The securities sector was the top gainer, rising more than 6 per cent, while financial groups jumped more than 3 per cent. Analysts expect the sectors to gain most from market reform pushes.
On capital markets, Lee vowed to revive legislation within a few weeks to curb abuses by controlling shareholders of chaebol conglomerates, as part of his "KOSPI 5,000" pledge to double the value of the domestic stock market.
The revision to the Commercial Act is seen by market analysts as a fundamental change needed to resolve the so-called "Korea Discount", a tendency for local shares to be undervalued compared with global peers due to low dividend payouts and opaque corporate governance.
"We expect to see meaningful progress in capital market and governance reform post-election," Morgan Stanley's analysts said in a note, setting their KOSPI target for June 2026 at 2,800 for the base case and 3,100 for the bullish case.
Renewable energy stocks rallied on expectations of a reversal in energy policy away from nuclear energy.

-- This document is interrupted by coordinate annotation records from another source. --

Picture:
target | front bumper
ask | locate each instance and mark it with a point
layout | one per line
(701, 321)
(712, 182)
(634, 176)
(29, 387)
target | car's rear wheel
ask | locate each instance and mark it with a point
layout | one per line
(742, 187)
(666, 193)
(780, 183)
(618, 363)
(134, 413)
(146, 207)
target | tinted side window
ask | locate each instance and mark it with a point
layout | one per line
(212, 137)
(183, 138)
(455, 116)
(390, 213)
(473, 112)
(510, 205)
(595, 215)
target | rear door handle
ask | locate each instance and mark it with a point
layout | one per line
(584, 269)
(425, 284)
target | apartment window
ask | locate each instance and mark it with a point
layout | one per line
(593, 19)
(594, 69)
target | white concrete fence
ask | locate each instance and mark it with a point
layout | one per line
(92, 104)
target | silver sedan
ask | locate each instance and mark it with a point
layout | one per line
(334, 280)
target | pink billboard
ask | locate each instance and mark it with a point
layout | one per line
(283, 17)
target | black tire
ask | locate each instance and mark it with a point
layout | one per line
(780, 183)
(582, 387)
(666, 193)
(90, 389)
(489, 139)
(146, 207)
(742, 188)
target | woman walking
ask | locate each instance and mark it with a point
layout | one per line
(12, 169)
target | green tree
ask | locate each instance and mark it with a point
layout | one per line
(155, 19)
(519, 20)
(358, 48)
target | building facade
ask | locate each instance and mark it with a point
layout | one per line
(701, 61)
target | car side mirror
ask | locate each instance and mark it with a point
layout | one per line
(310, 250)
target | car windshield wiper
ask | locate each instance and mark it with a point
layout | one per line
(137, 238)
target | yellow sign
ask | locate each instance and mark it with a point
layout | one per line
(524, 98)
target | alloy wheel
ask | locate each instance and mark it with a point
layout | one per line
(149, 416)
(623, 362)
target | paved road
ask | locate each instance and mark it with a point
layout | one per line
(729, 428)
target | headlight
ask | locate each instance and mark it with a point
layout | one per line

HD Hyundai Energy Solutions surged 12.5 per cent to the highest since March 2023, Hanwha Solutions climbed 6.4 per cent, Doosan Fuel Cell gained 5.7 per cent, and CS Wind added 4.9 per cent.

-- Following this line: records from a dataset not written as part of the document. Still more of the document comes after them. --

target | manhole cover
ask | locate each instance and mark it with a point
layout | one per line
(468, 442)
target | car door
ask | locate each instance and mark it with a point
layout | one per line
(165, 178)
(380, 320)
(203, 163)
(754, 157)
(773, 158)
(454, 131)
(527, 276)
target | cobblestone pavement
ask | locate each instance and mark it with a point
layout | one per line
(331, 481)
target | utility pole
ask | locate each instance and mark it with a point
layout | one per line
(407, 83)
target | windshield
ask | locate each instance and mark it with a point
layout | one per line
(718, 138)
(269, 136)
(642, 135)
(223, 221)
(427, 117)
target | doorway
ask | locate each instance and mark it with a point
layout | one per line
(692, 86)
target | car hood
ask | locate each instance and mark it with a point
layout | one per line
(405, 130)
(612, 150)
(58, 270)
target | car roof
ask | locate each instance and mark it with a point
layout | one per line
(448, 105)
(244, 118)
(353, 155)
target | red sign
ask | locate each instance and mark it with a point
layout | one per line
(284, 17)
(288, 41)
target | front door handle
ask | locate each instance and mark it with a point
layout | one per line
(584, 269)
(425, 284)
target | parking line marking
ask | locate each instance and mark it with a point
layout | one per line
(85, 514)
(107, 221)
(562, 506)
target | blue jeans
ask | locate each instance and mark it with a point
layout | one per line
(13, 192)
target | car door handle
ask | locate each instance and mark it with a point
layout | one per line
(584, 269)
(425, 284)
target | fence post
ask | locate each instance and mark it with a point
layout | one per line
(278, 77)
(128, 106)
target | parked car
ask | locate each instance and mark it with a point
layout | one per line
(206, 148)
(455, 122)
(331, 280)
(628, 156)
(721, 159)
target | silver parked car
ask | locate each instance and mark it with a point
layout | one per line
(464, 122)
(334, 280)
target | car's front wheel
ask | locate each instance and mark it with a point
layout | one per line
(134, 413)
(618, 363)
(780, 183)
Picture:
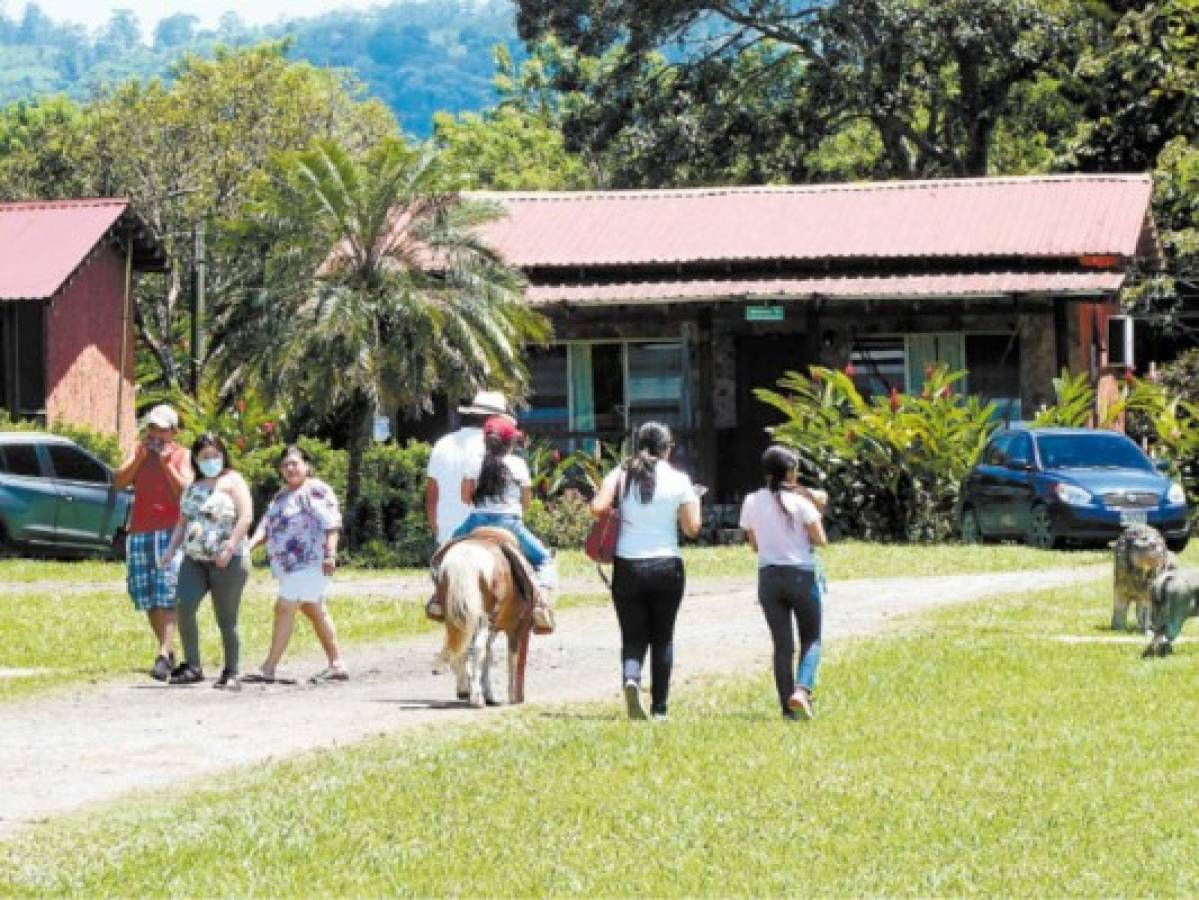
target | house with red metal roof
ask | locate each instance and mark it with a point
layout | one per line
(674, 304)
(66, 310)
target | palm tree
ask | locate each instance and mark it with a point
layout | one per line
(409, 303)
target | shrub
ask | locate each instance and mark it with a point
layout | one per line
(561, 521)
(892, 465)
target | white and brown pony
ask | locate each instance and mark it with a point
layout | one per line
(481, 595)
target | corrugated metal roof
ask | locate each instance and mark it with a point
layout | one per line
(43, 243)
(989, 284)
(1065, 216)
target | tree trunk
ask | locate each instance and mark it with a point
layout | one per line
(361, 412)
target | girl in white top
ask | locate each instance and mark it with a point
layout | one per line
(655, 500)
(499, 488)
(782, 521)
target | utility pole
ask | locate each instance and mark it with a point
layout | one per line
(199, 266)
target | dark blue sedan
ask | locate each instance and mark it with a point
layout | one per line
(1049, 485)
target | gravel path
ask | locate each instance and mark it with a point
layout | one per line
(64, 751)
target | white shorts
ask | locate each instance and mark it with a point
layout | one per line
(303, 586)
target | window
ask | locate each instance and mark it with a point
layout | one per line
(603, 388)
(926, 351)
(879, 364)
(655, 387)
(22, 459)
(74, 465)
(998, 451)
(22, 363)
(1022, 451)
(994, 366)
(549, 393)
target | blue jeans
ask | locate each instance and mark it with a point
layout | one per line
(532, 549)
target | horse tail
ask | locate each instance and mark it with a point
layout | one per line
(463, 572)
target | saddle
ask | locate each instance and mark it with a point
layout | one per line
(504, 543)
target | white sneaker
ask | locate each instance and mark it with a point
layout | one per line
(633, 700)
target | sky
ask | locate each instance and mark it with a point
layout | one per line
(94, 13)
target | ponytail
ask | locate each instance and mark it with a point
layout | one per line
(494, 477)
(654, 441)
(777, 464)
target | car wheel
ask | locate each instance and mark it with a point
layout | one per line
(119, 545)
(968, 527)
(1040, 533)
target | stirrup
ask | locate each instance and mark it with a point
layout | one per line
(543, 618)
(435, 610)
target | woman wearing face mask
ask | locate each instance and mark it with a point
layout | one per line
(216, 513)
(656, 501)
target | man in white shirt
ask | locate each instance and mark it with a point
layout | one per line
(449, 464)
(451, 459)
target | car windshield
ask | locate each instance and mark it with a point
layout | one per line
(1090, 451)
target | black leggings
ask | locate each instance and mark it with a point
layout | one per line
(648, 593)
(787, 593)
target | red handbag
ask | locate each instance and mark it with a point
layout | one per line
(601, 543)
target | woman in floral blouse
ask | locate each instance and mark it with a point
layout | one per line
(301, 527)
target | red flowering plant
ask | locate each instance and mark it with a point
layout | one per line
(892, 464)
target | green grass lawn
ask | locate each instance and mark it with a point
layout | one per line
(971, 751)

As Lee has expressed more conciliatory plans for ties with North Korea and China, stocks with exposure to North Korea, including In The F and Namkwang Engineering & Construction, and those with exposure to China, such as beauty product makers and entertainment firms, advanced.
Among major heavyweights, chipmaker SK Hynix gained 6.3 per cent, while rival Samsung Electronics rose 0.70 per cent.
"A combination of aggressive industrial policies and expansionary fiscal policies could lead to faster economic growth, at least in the short term," said Kim Jin-wook, an economist at Citi.
"The Democratic Party's strong position in the National Assembly may accelerate the implementation of election pledges in the coming years," Kim said.
The won was quoted 0.11 per cent higher at 1,375.6 per dollar on the onshore settlement platform, as foreigners bought local shares.
In the bond market, the benchmark 10-year treasury bond yield rose by 5.1 basis points to 2.852 per cent, the highest in two months, as Lee has said he would draft a second supplementary government budget of at least 30 trillion won (US$21.84 million) this year to boost economic growth, after a 13.8 trillion won budget passed in May.